FACCIAMOCI I FATTI SUOI

I Barbagianni che nidificano nei paesi mediterranei, Italia compresa, si possono considerare praticamente sedentari, occupando lo stesso territorio durante tutto l'anno. Per procurarsi il “pane quotidiano” ogni individuo si allontana in media sino ad 1-2 Km dal nido, mentre in inverno, quando le prede scarseggiano, la distanza aumenta fino a 5 Km. Più che di territorio si dovrebbe parlare di “ home-range ”, cioè l'area occupata ma non difesa attivamente da conspecifici, all'interno della quale il maschio e la femmina (monogami per tutta la vita) frequentano alcuni siti ritenuti sicuri, tra i quali ne verrà scelto uno, fra la fine dell'inverno e l'inizio della primavera, per deporvi le preziose uova (e solo le immediate vicinanze del nido verranno difese). L'accoppiamento in genere avviene fra marzo e aprile, ma anche fino ad agosto-settembre nel caso di covate di rimpiazzo o seconde covate; nelle regioni tropicali, dove la disponibilità di prede è pressoché costante durante tutto l'anno la specie si riproduce quasi continuativamente.

Il nido si trova generalmente in angoli bui, cavità o anfratti sufficientemente ampi, a non meno di 3 m di altezza, di case abbandonate (soffitte e sottotetti), fienili, chiese, torri, idrovore o qualsiasi altra struttura antropica accessibile dall'esterno.

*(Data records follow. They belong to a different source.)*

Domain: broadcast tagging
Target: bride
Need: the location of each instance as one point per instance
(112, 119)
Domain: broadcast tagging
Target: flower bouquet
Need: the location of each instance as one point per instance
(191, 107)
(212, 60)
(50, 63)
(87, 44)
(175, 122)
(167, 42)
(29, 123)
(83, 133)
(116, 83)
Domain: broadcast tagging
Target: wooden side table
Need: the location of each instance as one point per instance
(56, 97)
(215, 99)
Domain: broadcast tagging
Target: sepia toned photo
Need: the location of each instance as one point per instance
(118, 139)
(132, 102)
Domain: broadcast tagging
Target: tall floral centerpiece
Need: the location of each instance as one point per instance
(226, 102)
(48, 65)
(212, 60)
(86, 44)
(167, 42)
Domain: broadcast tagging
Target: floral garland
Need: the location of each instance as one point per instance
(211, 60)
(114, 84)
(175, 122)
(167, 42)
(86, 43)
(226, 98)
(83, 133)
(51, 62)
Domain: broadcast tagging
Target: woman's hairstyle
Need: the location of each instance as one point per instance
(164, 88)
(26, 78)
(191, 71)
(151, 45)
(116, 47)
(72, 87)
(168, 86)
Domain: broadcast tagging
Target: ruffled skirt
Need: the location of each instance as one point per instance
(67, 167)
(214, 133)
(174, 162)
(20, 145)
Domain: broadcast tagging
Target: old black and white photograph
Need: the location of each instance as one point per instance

Vengono inoltre utilizzate cavità di vecchi alberi o di pareti rocciose, cisterne d'acqua vuote e in disuso, cavità formatesi fra le balle di fieno ed ogni altro ripiano sufficientemente ampio e sicuro, meglio se in condizioni di scarsità di luce. Vengono quindi deposte da 3 a 7 uova, incubate dalla sola femmina per circa un mese; durante la cova e subito dopo la schiusa, la femmina viene alimentata dal compagno, che deve quindi procurare da solo il cibo per tutta la famiglia fino a che i piccoli non hanno una decina di giorni di vita. Se osserviamo una nidiata, notiamo immediatamente come questa sia composta da pulcini di età, e quindi dimensioni e sviluppo, differente. La spiegazione sta nel fatto che le uova vengono deposte ad intervalli di 2-3 giorni e la femmina inizia a covare da subito il primo uovo deposto, che ovviamente si schiuderà prima degli altri. I pulcini restano nel nido per circa due mesi prima di “debuttare”, con il primo volo, nel duro mondo dei predatori notturni. Di fatto la mortalità giovanile è molto elevata, e si può stimare che in media di quattro giovani fratelli che si involano da un nido, solo uno riuscirà a superare il primo inverno e, con un po' di fortuna, trovare un buon territorio ed un buon posto dove mettere su famiglia.

LONGEVITA'

Quanto può vivere un Barbagianni in natura? Anche se l'aspettativa di vita media è di soli 1,5 anni, sono noti casi di individui che hanno raggiunto la rispettabile età di 18 anni! Per l'Italia, la coppia più longeva è stata registrata proprio nel Delta del Po, con la femmina di almeno 10 anni di vita ed il compagno di 11 anni, entrambi inanellati e seguiti nel corso del Progetto Barbagianni.